Para justificar a demolição do Anfiteatro Pôr do Sol, a prefeitura de Porto Alegre alegou que a estrutura está condenada, que não há mais o que fazer, que a única solução é botá-la abaixo. Por favor, é muita desfaçatez.
A prefeitura abandonou de propósito o Anfiteatro Pôr do Sol. Tanto no governo atual quanto no anterior, eu mesmo procurei o poder público várias vezes cobrando uma atitude para salvar o palco à beira do Guaíba. Mas a resposta era sempre a mesma: não valia mais a pena gastar com manutenção, já que o objetivo era (e ainda é) conceder aquele trecho da Orla à iniciativa privada.

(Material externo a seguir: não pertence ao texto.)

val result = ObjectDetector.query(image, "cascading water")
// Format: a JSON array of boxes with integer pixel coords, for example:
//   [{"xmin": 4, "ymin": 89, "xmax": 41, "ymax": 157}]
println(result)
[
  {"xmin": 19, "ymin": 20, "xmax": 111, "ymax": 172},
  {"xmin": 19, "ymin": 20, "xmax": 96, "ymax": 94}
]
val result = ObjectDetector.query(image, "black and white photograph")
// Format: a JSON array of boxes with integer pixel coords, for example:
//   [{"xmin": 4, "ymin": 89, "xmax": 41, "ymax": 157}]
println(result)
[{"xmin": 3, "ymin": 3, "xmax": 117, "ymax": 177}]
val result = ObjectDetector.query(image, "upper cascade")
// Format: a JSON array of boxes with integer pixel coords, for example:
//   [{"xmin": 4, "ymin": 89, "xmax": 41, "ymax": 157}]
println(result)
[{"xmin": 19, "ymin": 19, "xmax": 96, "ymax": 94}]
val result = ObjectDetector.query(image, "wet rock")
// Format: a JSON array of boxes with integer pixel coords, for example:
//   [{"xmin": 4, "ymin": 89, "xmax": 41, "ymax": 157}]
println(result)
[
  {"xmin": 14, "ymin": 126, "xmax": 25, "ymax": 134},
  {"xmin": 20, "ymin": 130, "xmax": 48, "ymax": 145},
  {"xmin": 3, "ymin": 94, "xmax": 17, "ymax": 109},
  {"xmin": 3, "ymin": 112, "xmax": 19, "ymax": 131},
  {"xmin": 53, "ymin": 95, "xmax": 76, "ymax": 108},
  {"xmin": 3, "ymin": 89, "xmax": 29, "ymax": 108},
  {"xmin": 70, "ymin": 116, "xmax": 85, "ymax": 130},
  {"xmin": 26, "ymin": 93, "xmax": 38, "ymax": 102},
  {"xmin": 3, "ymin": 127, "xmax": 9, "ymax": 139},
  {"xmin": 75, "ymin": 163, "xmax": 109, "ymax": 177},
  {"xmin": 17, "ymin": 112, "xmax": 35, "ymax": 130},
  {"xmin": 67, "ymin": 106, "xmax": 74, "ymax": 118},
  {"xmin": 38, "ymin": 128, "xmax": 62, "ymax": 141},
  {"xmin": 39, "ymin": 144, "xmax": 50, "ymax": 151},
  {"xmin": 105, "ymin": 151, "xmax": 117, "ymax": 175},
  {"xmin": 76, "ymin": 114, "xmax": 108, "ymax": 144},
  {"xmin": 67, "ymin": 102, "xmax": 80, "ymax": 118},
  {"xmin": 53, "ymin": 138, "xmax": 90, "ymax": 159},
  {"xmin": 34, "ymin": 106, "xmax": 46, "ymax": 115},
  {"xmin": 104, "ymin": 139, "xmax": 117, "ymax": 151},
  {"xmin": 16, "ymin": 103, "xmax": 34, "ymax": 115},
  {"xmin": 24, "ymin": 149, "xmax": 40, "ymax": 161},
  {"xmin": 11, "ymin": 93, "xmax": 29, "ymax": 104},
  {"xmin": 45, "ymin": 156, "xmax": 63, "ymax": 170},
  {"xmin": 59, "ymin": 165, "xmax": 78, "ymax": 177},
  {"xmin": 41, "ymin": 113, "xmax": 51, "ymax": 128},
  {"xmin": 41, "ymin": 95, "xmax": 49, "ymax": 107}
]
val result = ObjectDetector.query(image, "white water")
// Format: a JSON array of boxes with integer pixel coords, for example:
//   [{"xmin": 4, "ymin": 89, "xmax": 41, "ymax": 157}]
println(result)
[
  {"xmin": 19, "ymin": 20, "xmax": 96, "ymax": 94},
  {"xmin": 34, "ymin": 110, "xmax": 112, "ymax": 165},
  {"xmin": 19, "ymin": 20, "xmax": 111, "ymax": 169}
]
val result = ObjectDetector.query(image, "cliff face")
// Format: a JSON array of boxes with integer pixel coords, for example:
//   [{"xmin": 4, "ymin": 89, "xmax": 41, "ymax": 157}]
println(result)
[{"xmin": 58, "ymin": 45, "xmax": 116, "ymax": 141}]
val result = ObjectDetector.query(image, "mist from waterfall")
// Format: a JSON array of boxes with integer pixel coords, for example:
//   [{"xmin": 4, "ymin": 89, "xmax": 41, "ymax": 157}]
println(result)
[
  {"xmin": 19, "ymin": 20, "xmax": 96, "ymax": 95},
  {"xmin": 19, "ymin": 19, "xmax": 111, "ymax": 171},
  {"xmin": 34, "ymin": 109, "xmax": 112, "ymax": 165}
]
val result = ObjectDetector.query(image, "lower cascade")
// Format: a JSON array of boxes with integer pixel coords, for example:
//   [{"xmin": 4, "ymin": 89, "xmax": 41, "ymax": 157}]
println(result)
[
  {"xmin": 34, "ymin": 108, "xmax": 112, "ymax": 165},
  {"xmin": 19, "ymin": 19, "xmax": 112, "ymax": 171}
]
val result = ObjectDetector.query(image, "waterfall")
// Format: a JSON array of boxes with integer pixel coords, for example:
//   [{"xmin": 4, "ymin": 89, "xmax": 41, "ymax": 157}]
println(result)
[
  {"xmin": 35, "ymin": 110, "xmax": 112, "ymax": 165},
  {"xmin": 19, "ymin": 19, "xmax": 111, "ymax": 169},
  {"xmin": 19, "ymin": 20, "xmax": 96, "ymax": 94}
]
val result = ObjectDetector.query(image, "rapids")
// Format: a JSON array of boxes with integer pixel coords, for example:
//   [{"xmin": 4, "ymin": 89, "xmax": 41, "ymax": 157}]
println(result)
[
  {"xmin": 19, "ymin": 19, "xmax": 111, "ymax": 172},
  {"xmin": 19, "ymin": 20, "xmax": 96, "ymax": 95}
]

Quer dizer: a prefeitura negligenciou deliberadamente o anfiteatro. Deixou que ele se transformasse em uma pocilga, em um chiqueiro, em uma montanha de entulho, para agora poder dizer:
– Não há o que fazer, vamos ter que demolir.
Importante deixar claro que conceder aquela área à iniciativa privada, por si só, não é um problema: a ideia é que o futuro investidor construa no local uma moderna estrutura de eventos – que seguirá recebendo shows com entrada franca, mas também espetáculos com cobrança de ingresso –, além de uma marina pública e outros equipamentos no chamado trecho 2. Tudo bem, até aí.
A reflexão que precisa ser feita é outra: pode a prefeitura deixar por tanto tempo um bem público caindo aos pedaços sob a alegação de que, sabe-se lá quando, haverá um destino apropriado para ele? É razoável isso? É respeitoso com a cidade? É juridicamente defensável? A resposta é não para todas as perguntas. Porque a manutenção de bens públicos é responsabilidade intransferível do Executivo. É uma obrigação básica. Me admira, aliás, que o Ministério Público nunca tenha feito nada para contestar esse descaso calculado.
E o mais maluco é que, embora já tenha anunciado a demolição, o governo municipal nem sabe quando isso vai ocorrer. Porque, claro, demolir custa algum dinheiro, então essa missão ficará a cargo do futuro concessionário. Mas, como o edital de licitação ainda nem foi lançado, o investidor privado só deve assumir a área daqui a uns dois anos.
Ou seja, até lá, Porto Alegre seguirá convivendo com um monstrengo de lixo horrorizando a paisagem mais emblemática da cidade. Um monstrengo que a própria prefeitura criou.